2 . L'information que vous donnez sur la situation en France est franchement erronée. Tous les groupes français ont eu jusqu'à présent un caractère littéraire et propagandiste qui est visiblement insuffisant. Le passage à la publication d'un hebdomadaire a constitué une transition sur la voie de l'intervention politique dans les masses. Durant les six derniers mois, des efforts persévérants ont été déployés pour réunir d'une façon ou d'une autre les anciens groupes dans le but de faire paraître un hebdomadaire militant. Mais aucun des groupes ne s'est résolu à travailler avec les autres et il est apparu dans le même temps qu'aucun de ces groupes n'était en état de fonder seul un hebdomadaire. Chaque groupe se battait pour son maintien en tant que tel. Cet état de choses a créé un mécontentement dans chaque groupe de sorte que les éléments marxistes les plus actifs se sont unis pour éditer l'hebdomadaire La Vérité, qui est sans doute appelé à jouer un r8le important dans la vie de l'Opposition française. Le groupe La Lutte des Classes, l'un des groupes anciens, s´est déjà pleinement associé à cette initiative et il participe de façon très active au nouvel hebdomadaire. Individuellement, des militants du groupe Treint, comme Jean Jacques[2], collaborent également à La Vérité.

Malheureusement, la direction du Leninbund a, une fois de plus, pris position dans cette affaire contre le groupe progressiste et défend les groupes conservateurs ou sans principes qui se déclaraient hier solidaires de l'Opposition russe à 100 % et sont aujourd'hui prêts à prendre un virage à 180º.
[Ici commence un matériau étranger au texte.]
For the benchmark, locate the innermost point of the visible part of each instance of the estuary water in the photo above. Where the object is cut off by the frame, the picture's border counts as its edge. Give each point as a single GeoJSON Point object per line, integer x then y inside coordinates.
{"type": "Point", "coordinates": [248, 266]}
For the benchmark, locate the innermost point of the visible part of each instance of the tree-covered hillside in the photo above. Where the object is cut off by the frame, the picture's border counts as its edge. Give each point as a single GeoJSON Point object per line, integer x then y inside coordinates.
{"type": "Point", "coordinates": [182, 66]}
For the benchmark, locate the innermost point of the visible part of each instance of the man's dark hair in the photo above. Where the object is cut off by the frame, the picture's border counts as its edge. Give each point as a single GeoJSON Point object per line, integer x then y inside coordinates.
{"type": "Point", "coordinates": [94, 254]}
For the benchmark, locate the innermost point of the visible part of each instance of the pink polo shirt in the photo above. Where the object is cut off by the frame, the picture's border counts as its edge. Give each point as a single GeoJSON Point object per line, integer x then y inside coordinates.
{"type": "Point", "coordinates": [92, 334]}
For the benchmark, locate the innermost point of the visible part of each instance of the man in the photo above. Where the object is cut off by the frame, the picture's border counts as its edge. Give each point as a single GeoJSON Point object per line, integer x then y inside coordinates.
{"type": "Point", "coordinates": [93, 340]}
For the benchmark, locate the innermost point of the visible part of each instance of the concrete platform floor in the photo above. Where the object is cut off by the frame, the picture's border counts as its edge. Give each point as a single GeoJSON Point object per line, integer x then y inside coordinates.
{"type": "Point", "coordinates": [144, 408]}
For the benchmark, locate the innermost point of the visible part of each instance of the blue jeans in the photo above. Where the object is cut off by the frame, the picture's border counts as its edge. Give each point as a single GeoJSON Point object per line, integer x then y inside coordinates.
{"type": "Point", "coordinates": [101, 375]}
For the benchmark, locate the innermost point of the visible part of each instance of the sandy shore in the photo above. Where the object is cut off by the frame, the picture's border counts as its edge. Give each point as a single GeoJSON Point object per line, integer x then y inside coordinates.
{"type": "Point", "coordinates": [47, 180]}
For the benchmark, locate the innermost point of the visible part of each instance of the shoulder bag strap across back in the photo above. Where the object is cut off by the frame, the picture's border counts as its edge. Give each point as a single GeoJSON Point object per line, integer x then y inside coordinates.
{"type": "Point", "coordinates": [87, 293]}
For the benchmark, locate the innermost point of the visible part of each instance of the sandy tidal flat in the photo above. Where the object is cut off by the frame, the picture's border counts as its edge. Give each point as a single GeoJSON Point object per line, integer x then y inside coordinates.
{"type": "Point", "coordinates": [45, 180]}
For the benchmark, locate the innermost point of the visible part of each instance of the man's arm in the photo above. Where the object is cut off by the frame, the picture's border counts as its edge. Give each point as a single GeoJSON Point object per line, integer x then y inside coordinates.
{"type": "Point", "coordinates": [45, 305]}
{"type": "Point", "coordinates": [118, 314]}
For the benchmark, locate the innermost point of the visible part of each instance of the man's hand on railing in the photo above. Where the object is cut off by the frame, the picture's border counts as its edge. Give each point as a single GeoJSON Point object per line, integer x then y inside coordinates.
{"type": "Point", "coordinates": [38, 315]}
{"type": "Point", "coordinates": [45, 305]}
3 . Vous avez tout à fait raison de dire que, si nos relations avaient été tant soit peu correctes, une brochure aurait parfaitement pu être éditée par le Leninbund. La façon dont elle est publiée actuellement est absolument anormale. Mais, pour la confier à la direction nationale, il me fallait pouvoir compter sur une loyauté totale de la part de celle-ci. Malheureusement, le camarade Urbahns m'a fait perdre cet espoir.

Dans votre circulaire, vous défendez cette falsification de mon article par la rédaction consistant à faire disparaître la partie consacrée à la critique du Leninbund, Je vous ai déjà écrit qu'en aucun cas je ne conteste à la rédaction le droit d'imprimer ou non mes articles, de les critiquer ou non. Ce que je ne lui reconnais pas, c'est le droit de les défigurer en particulier lorsque précisément je critique la direction du Leninbund. Au lieu de reconnaitre franchement qu'il s'agit là d'une faute grave, au lieu de décerner un blâme à la rédaction et d'affirmer ouvertement que de telles méthodes à la Zinoviev-Maslow sont révoltantes et ne doivent plus jamais se reproduire, vous défendez la falsification de l'article et proclamez le droit de la rédaction de continuer à agir de la sorte.

Pouvais-je, compte tenu de cet état de choses, confier ma brochure à la rédaction ?

De plus, bien que je n'aie pas l'intention de cesser une collaboration à vos publications, et tout en continuant à vous envoyer comme par le passé mes articles, je me vois contraint, après votre circulaire du 28 septembre, de déclarer catégoriquement que je ne reconnais aucunement à la rédaction le droit de déformer mes articles. Au cas où des faits de cette nature viendraient à se répéter, je serais obligé de les rendre publics dans tous les organes de l'Opposition internationale.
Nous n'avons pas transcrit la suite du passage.